1Department of Anaesthesiology and Critical Care Medicine, University Medical Center Freiburg, Freiburg, Germany.2Division of Pulmonary and Critical Care Medicine, Joan and Sanford I. Weill Department of Medicine, Weill Cornell Medical College, New York, NY.
Crit Care Med. 2017 Aug;45(8):e849-e857. doi: 10.1097/CCM.0000000000002440.
Hydrogen sulfide reduces ventilator-induced lung injury in mice. Here, we have examined the underlying mechanisms of hydrogen sulfide-mediated lung protection and determined the involvement of cyclooxygenase 2, 15-deoxy Δ-prostaglandin J2, and peroxisome proliferator-activated receptor gamma in this response.
Randomized, experimental study.
University medical center research laboratory.
C57BL/6 mice and in vitro cell catheters.
The effects of hydrogen sulfide were analyzed in a mouse ventilator-induced lung injury model in vivo as well as in a cell stretch model in vitro in the absence or presence of hydrogen sulfide. The physiologic relevance of our findings was confirmed using pharmacologic inhibitors of cyclooxygenase 2 and peroxisome proliferator-activated receptor gamma.
Mechanical ventilation caused significant lung inflammation and injury that was prevented in the presence of hydrogen sulfide. Hydrogen sulfide-mediated protection was associated with induction of cyclooxygenase 2 and increases of its product 15-deoxy Δ-prostaglandin J2 as well as cyclooxygenase 2/15-deoxy Δ-prostaglandin J2-dependent activation of peroxisome proliferator-activated receptor gamma. Hydrogen sulfide-dependent effects were mainly observed in macrophages. Applied mechanical stretch to RAW 264.7 macrophages resulted in increased expression of interleukin receptor 1 messenger RNA and release of macrophage inflammatory protein-2. In contrast, incubation of stretched macrophages with sodium hydrosulfide prevented the inflammatory response dependent on peroxisome proliferator-activated receptor gamma activity. Finally, application of a specific peroxisome proliferator-activated receptor gamma inhibitor abolished hydrogen sulfide-mediated protection in ventilated animals.

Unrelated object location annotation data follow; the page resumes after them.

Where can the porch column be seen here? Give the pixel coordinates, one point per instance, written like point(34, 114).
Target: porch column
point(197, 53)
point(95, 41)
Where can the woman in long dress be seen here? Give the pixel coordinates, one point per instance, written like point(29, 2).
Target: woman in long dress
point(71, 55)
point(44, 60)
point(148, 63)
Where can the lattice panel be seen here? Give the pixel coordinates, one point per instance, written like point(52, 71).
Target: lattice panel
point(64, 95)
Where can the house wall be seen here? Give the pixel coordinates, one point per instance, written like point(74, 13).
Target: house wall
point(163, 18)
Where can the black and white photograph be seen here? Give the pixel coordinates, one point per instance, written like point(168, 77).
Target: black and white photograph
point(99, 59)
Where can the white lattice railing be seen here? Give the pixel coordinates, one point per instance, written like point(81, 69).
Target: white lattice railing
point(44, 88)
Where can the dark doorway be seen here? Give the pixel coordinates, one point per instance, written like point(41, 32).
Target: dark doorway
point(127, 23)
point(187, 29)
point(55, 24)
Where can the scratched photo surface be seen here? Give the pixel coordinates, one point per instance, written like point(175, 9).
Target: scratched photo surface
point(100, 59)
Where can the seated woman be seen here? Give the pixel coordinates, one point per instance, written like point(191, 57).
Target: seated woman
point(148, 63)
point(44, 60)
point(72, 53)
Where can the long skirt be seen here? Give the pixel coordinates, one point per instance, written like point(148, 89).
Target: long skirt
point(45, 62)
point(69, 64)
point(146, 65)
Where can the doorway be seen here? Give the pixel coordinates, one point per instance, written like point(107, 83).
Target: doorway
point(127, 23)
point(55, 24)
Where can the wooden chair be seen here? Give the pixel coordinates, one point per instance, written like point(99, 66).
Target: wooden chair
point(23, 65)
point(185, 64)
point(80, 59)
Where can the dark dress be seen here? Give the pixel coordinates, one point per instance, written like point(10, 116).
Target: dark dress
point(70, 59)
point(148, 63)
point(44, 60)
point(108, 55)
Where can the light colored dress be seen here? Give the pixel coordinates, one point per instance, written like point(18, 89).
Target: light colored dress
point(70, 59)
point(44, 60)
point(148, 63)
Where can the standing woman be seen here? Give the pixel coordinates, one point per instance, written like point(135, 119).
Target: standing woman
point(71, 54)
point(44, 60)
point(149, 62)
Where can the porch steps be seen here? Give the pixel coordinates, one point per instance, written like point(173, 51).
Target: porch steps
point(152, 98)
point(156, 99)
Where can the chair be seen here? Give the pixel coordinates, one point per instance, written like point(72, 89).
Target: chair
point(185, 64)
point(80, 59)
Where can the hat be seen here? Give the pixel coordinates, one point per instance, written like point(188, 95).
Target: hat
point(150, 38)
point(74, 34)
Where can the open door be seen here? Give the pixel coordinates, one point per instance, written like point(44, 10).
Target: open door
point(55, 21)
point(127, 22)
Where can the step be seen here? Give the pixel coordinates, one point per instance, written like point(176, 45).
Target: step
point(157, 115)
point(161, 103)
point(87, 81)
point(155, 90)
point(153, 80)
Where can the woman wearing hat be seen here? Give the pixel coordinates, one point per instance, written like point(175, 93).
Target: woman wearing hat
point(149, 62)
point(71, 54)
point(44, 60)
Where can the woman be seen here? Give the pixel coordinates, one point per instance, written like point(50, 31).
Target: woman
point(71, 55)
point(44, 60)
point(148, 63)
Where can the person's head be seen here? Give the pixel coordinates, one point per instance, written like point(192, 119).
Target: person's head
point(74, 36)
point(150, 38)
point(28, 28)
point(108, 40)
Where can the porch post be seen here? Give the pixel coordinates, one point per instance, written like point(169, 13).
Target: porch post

One hydrogen sulfide-triggered mechanism in the protection against ventilator-induced lung injury involves cyclooxygenase 2/15-deoxy Δ-prostaglandin J2-dependent activation of peroxisome proliferator-activated receptor gamma and macrophage activity.
硫化氢可减轻小鼠呼吸机所致肺损伤。在此,我们研究了硫化氢介导肺保护的潜在机制,并确定了环氧合酶 2、15-脱氧 Δ-前列腺素 J2 和过氧化物酶体增殖物激活受体 γ 在该反应中的作用。
随机、实验性研究。
大学医学中心研究实验室。
C57BL/6 小鼠和体外细胞导管。
在体内小鼠呼吸机所致肺损伤模型和体外细胞拉伸模型中分析硫化氢的作用,同时分析在有无硫化氢存在的情况下这些作用。使用环氧合酶 2 和过氧化物酶体增殖物激活受体 γ 的药理学抑制剂来验证我们发现的生理相关性。
机械通气导致明显的肺炎症和损伤,而在硫化氢存在下则可预防这种损伤。硫化氢介导的保护与环氧合酶 2 的诱导及其产物 15-脱氧 Δ-前列腺素 J2 的增加以及环氧合酶 2/15-脱氧 Δ-前列腺素 J2 依赖性过氧化物酶体增殖物激活受体 γ 的激活有关。在巨噬细胞中主要观察到硫化氢依赖性作用。将 RAW 264.7 巨噬细胞施加机械拉伸会导致白细胞介素受体 1 信使 RNA 的表达增加和巨噬细胞炎症蛋白-2 的释放。相反,将拉伸的巨噬细胞与硫氢化钠孵育可防止依赖过氧化物酶体增殖物激活受体 γ 活性的炎症反应。最后,应用特异性过氧化物酶体增殖物激活受体 γ 抑制剂可消除通气动物中硫化氢介导的保护作用。
针对呼吸机所致肺损伤的保护作用的一个硫化氢触发机制涉及环氧合酶 2/15-脱氧 Δ-前列腺素 J2 依赖性过氧化物酶体增殖物激活受体 γ 激活和巨噬细胞活性。